You don't have to be a Luddite to have a love-hate relationship with computers. I see them as invaluable tools to create and process information more quickly.
But I'm also painfully aware of their fallibility. They have failed me terribly more times than I care to remember. I have lost months’ worth of data in disastrous hard drive crashes. And I am so used to program faults while working on lengthy articles, I automatically save my work every 10 minutes or so. Ten minutes of lost creativity is far easier to recover than two days’ worth.
So when people like Bob Hansen express frustration with computers, I can identify with their ire.
Hansen is a former owner-operator who has built Robert Hansen Trucking into a fleet of 150 trucks. His roots as a trucker make him a practical man. He's not easily impressed by systems and devices which promise to save time and improve efficiency.
Not that he's totally averse to technology. He's found it useful to equip his trucks with on-board computers and satellite communication systems.
But he's certainly no fan of Electronic Data Interchange (EDI), a computer-based system designed to speed the flow of information between shippers, receivers, and truckers. He told truckers and suppliers at the recent ATA Management Conference "EDI is 10% useful, 90% bull" and has "given a lot of job security to computer people."
Instead, Hansen offers a more practical option: limited access to his company's computer system so customers can check the status of their load. All with a standard PC and modem. No expensive software required.
Hansen sees computers the way I do: as means to an end, not an end unto themselves.
By their very nature, they are complex, delicate pieces of machinery. They demand enormous chunks of our valuable time to keep them running smoothly and to understand their functions.
Fleets spend years trying to configure computer networks so that they work seamlessly with existing in-house and external management information systems. By the time everything is in place, the equipment is often obsolete.
Or they find an old paper system did the job just as well.
For years, Gra-Bell Truck Lines of Holland, MI, used a trusty old dispatch board with cards representing trucks and loads. A few years ago, a fancy computer system was installed to replace the primordial card system.
But the cards were brought back again recently. Seems management found it a lot easier to see, at a glance, how many loads were being delivered and which trucks were being used. The computer system is still being used to store and process information on loads and vehicle activity.
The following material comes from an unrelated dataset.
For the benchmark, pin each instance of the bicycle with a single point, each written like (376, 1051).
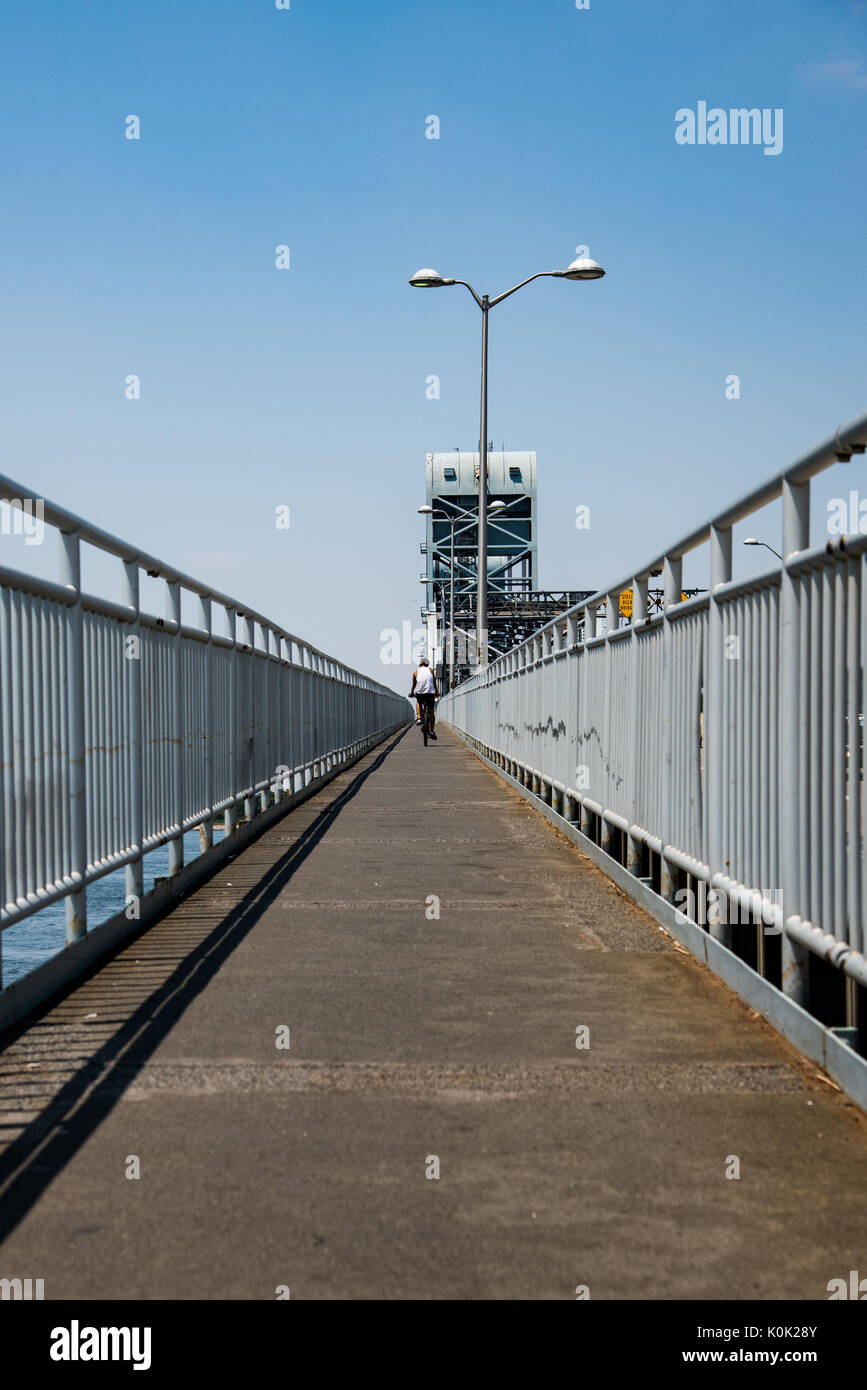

At the press of a key, it can spit out everything you ever wanted to know about load trends, vehicle utilization, deadhead percentages, etc.
But as a quick reference tool on current activity, one that would allow management to make fast decisions, it failed miserably.
Computers should be simpler to use. They should be as easy to turn on and navigate as a television.
And they should stay understandable for a longer period of time. We shouldn't have to climb a steep learning curve, only to be rudely shoved all the way back to the bottom just before we've reached the summit. I don't know about you, but I'm getting a little tired of that exercise.
If we want them to be really useful, computers should be a destination, not a process. Too easily, they become an avocation which keeps us from doing productive, meaningful work.
But I should be careful about maligning computers. After all, I'm using a very sensitive and unstable piece of machinery to type this. One that has a mind of its own.
And one that's very demanding of my time. To the point of obsession
Aaaaarggghhhh! No, not my hard drive again. Please, anything but my hard drive. Pleeease...Nooo... ZAP!